An adaptation of her 2001 novel of the same title, The Holocaust Kid, set in the late 1980's, takes us into the world of an adult child of the Holocaust, a Second Generation survivor who does her best to disassociate with her heritage and the horrors of her parents' past. Alternately dark, poignant, uproarious and irreverent, the play explores how the Holocaust, so many years after liberation, resonates in the lives of her characters.

Robert Walshdirects a cast of four including Elizabeth Aspenlieder as Zosha, born in a Displaced Persons camp, liberal minded and irreverent, a freelance writer; Jonathan Epstein as Heniek Palovsky, her distant father, a survivor of Auschwitz; Seth Kanor as Uly Oppenheim, Zosha's lover and a scholar of the Holocaust; and Nancy Rothman as Genia, Zosha's mother, who met Heniek in Poland after the war.

In 1987, Pilcer published an essay 2G. "We call ourselves 2G. Group shorthand for Second Generation, the survivors' children. While the survivors seem to have the ability to go on with their lives - the bar mitzvahs and weddings of their children are huge, festive affirmations of life - it is their children who spend much of their time, not to mention money, talking to Ph.D.'s and MSW's. In unaccented, well-reasoned English, we speak of anger, guilt, trying to separate ourselves from our parents and their Holocaust past. Secretly, we believe that nothing we can ever do will be as important as our parents' suffering."

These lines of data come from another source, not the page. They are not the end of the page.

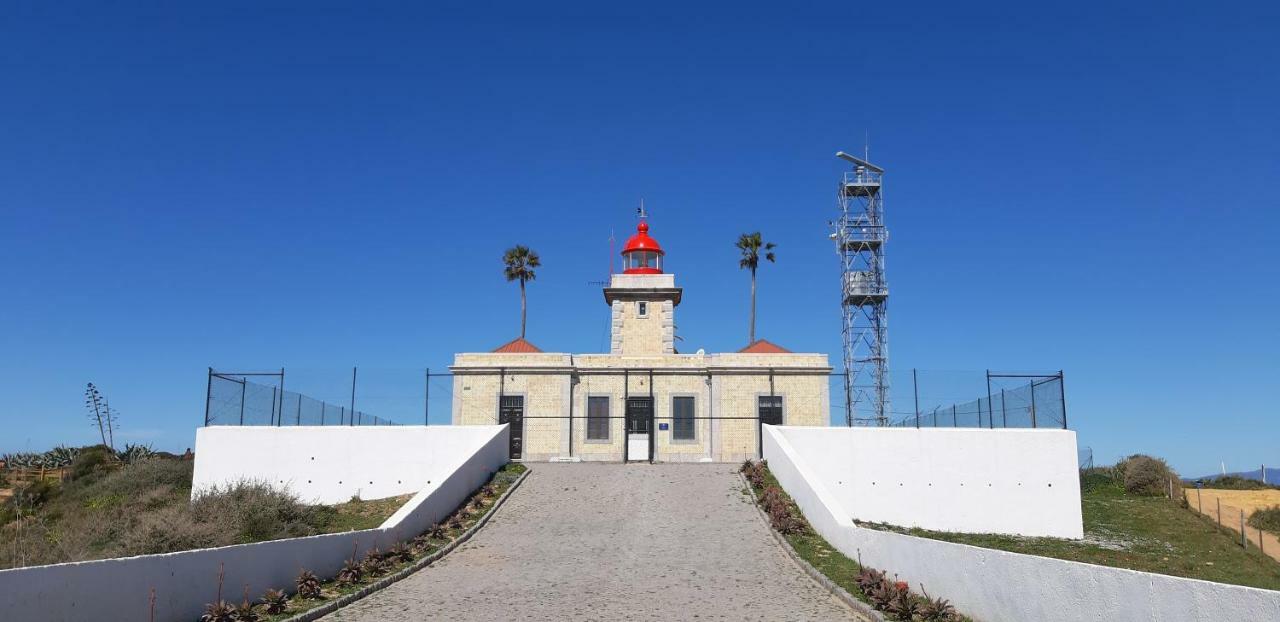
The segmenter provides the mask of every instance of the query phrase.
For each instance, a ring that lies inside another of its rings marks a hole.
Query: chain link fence
[[[915,370],[913,370],[915,371]],[[1062,372],[996,374],[986,372],[986,388],[974,387],[979,397],[951,403],[920,403],[927,375],[913,372],[914,412],[890,422],[896,427],[1059,427],[1066,429],[1066,390]],[[980,393],[984,392],[986,395]],[[900,403],[900,402],[899,402]]]
[[[355,402],[355,392],[352,393]],[[205,425],[398,425],[351,404],[333,404],[284,390],[279,372],[209,370]]]

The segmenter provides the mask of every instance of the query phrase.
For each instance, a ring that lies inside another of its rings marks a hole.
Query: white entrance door
[[[627,398],[627,462],[649,461],[649,435],[653,434],[653,399]]]

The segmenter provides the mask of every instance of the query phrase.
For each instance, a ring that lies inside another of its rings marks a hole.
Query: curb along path
[[[536,465],[448,557],[325,619],[855,619],[733,465]]]

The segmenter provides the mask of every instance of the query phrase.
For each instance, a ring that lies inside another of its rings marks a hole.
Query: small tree
[[[525,283],[534,280],[536,274],[534,274],[535,267],[541,267],[543,261],[538,257],[538,252],[530,250],[527,246],[516,244],[507,248],[507,252],[502,256],[502,262],[504,264],[503,274],[507,276],[508,282],[520,282],[520,338],[525,338]]]
[[[746,330],[746,343],[748,346],[755,343],[755,269],[760,265],[760,251],[764,251],[763,257],[771,264],[774,261],[773,242],[764,242],[760,238],[760,232],[744,233],[737,237],[737,243],[733,244],[739,251],[742,252],[742,257],[737,261],[739,267],[746,267],[751,270],[751,321],[748,324]]]
[[[97,390],[93,383],[88,383],[88,387],[84,388],[84,407],[88,408],[90,425],[97,426],[97,434],[102,439],[102,444],[115,451],[118,413],[111,410],[106,402],[106,395]]]

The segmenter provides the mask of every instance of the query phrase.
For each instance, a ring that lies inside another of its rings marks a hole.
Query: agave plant
[[[246,600],[236,607],[236,622],[259,622],[260,619],[262,617],[257,614],[257,605],[253,603]]]
[[[79,449],[58,445],[44,454],[41,454],[41,466],[45,468],[64,468],[72,466],[76,457],[79,456]]]
[[[5,468],[40,468],[36,463],[40,454],[31,452],[18,452],[4,454]]]
[[[338,571],[339,585],[355,585],[361,578],[365,578],[365,566],[362,563],[355,559],[342,562],[342,570]]]
[[[387,549],[387,558],[399,563],[412,562],[413,550],[404,543],[396,543]]]
[[[298,586],[298,596],[311,600],[320,600],[324,598],[320,595],[320,578],[316,577],[314,572],[300,572],[296,584]]]
[[[893,619],[910,622],[915,618],[916,609],[916,600],[911,596],[911,593],[895,585],[888,603],[884,604],[884,613],[890,614]]]
[[[125,465],[134,465],[147,458],[155,457],[155,449],[151,445],[136,445],[133,443],[127,443],[124,449],[115,452],[115,457],[124,462]]]
[[[236,605],[219,600],[205,605],[205,614],[200,622],[236,622]]]
[[[863,570],[858,572],[858,578],[854,581],[858,584],[858,589],[863,590],[863,594],[867,594],[884,581],[884,573],[876,568],[863,566]]]
[[[289,596],[282,590],[266,590],[262,594],[262,610],[275,616],[278,613],[284,613],[289,607]]]
[[[378,550],[378,546],[374,546],[372,549],[369,549],[369,553],[365,553],[365,561],[361,562],[361,567],[364,568],[365,575],[371,577],[380,577],[392,570],[392,564],[388,562],[387,554]]]
[[[955,619],[956,608],[951,607],[951,603],[945,598],[929,598],[929,593],[924,591],[924,586],[920,586],[920,594],[924,598],[920,599],[920,605],[916,609],[916,614],[920,619],[927,622],[947,622]]]

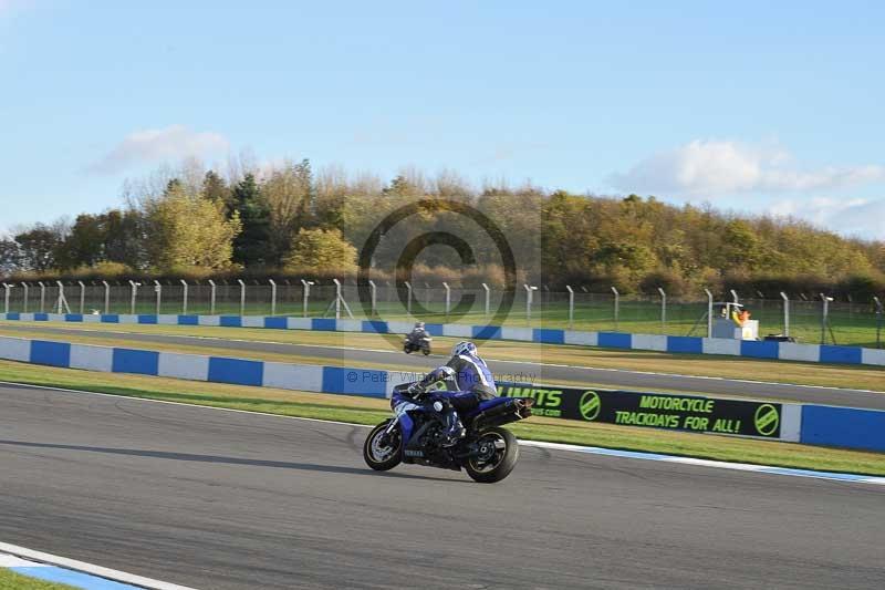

After working on The Holocaust Kid for eighteen years and receiving nearly 40 rejections, Pilcer published it in 2001. While the book was well-reviewed in the States and abroad, she wanted to bring these themes to a wider audience. Towards that end, she developed a one-act play for Shakespeare & Company's 2003 Studio Festival of Plays. Since then, Pilcer has created a new two-act version.

This Staged Reading of The Holocaust Kid is co-sponsored by the Jewish Federation of the Berkshires and Congregation Ahavath Sholom.